An age of innovation is evident in this beautifully functional anorak parka. First let’s talk about the fabric choice. While Gore-Tex had been around for over a decade by 1980, commercial use didn’t really begin until 1976. So at the time of this parkas’ manufacture, the breathable, waterproof fabric was still new to consumers and just beginning to overtake old standards like rip-stop nylon, 60/40 and other poly cotton blends as go-to shell materials. The early version of Gore-Tex used here is much thicker than what we know today, and actually has a weight closer to 60/40. The white label found in the hood, an early commercial example (earlier versions were white on black), has what I believe to be a month and year of manufacture on the back side. I have never fully authenticated this theory, but after years of looking at these labels and comparing to catalogs and other resources, it seems to line up. The markings seen on this label are IV/82, or April, 1982. The practice of this dating on the backside of labels also appears to continue in the early black version of the Gore-Tex Label.
This parka featured fully taped seams inside. While most of the glue holding these in place has broken down and the loose strips removed, some remain as evidence of TNF’s commitment to building an advance take on an old design and getting the most out of this revolutionary fabric. The design intentionally avoids seams at the shoulders to further improve the overall waterproof effectiveness.
The closures on this parka get an upgrade in the form of the custom TNF zipper pulls. While The North Face embossed snaps had been around for probably a decade at this point, the proprietary zipper pulls are a new add. If we look at the back of the zipper head, we can see that the zipper is Manufactured by YKK. My guess is that custom zipper pulls offered YKK a great way to expand their business, attract customers and gain the dominance over the industry they have today. Prior to this time, there seemed to be a handful of zipper makers used in outdoor gear such as Talon and Coats and Clark or C&C. I am a little surprised the Fastex cord locks at the hood and waist drawstring are not The North Face labeled, but those were not too far off from this time period.

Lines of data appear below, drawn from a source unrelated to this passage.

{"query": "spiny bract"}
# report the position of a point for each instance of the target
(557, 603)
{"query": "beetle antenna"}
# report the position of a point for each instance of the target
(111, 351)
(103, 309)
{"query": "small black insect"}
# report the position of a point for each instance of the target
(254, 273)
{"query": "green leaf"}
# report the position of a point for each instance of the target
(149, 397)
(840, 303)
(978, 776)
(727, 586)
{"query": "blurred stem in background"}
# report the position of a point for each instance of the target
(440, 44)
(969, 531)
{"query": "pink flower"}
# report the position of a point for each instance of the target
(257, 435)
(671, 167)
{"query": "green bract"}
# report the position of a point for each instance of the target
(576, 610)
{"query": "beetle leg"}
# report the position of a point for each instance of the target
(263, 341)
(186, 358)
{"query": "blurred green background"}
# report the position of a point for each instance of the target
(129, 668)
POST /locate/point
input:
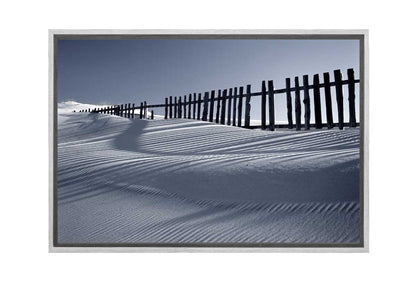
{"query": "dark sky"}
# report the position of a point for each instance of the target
(122, 71)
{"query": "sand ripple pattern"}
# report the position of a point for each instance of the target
(186, 181)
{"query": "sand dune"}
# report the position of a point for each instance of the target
(187, 181)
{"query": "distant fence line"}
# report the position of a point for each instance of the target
(232, 98)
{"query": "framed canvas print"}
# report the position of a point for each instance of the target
(208, 140)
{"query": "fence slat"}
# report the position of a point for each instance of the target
(289, 104)
(223, 104)
(307, 102)
(170, 107)
(248, 107)
(351, 97)
(180, 107)
(166, 108)
(199, 106)
(184, 106)
(240, 107)
(194, 107)
(298, 108)
(175, 108)
(217, 116)
(263, 105)
(271, 105)
(211, 106)
(317, 102)
(189, 105)
(230, 97)
(340, 98)
(234, 106)
(205, 111)
(328, 102)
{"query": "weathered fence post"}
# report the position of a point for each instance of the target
(205, 111)
(199, 106)
(328, 101)
(184, 106)
(170, 107)
(223, 105)
(176, 108)
(189, 107)
(217, 116)
(248, 107)
(211, 106)
(289, 104)
(298, 108)
(307, 102)
(194, 107)
(166, 108)
(317, 102)
(263, 105)
(240, 106)
(351, 97)
(340, 98)
(180, 107)
(271, 105)
(230, 97)
(234, 106)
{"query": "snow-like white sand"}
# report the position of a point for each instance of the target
(186, 181)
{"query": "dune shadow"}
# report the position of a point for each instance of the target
(130, 139)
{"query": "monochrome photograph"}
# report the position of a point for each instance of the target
(208, 140)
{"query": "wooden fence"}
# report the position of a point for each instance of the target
(214, 107)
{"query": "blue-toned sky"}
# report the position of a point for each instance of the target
(122, 71)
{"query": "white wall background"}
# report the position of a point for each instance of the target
(24, 147)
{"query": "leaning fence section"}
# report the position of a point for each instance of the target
(212, 106)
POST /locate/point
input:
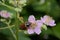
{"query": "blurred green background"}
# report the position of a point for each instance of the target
(37, 8)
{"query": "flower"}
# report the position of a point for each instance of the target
(48, 20)
(35, 25)
(4, 14)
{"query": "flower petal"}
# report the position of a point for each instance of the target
(31, 19)
(30, 31)
(39, 23)
(52, 23)
(37, 30)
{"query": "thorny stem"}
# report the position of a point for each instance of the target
(11, 29)
(10, 7)
(7, 27)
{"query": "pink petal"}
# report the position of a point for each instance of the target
(31, 19)
(39, 23)
(30, 31)
(37, 30)
(52, 23)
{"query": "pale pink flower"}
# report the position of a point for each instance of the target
(35, 27)
(48, 20)
(4, 14)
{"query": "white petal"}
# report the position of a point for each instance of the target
(31, 19)
(37, 30)
(30, 31)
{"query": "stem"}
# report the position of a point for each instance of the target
(10, 7)
(7, 27)
(12, 32)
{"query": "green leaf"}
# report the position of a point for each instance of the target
(56, 30)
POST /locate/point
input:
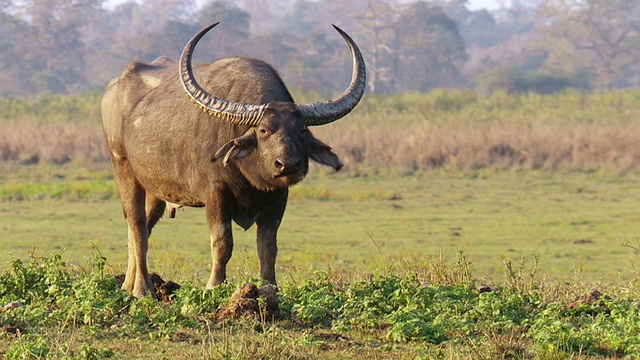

Maybe one of the biggest differences a vintage TNF fan will notice is the label update. Up to now there have been a few minor variations of the brown logo on white background, but now we’re looking at a white logo on navy background. This parka features only one small sleeve logo I think in an effort to preserve the integrity of the Gore-Tex being used. The Gore-Tex label is carefully tucked away in a seam of the hood drawstring. A material tag inside the jacket is maybe for a reason, brown print on a white tag. Not long after this piece was made The North Face would introduce the Extreme series, which continued this trend of innovative designs and construction for outdoor sports.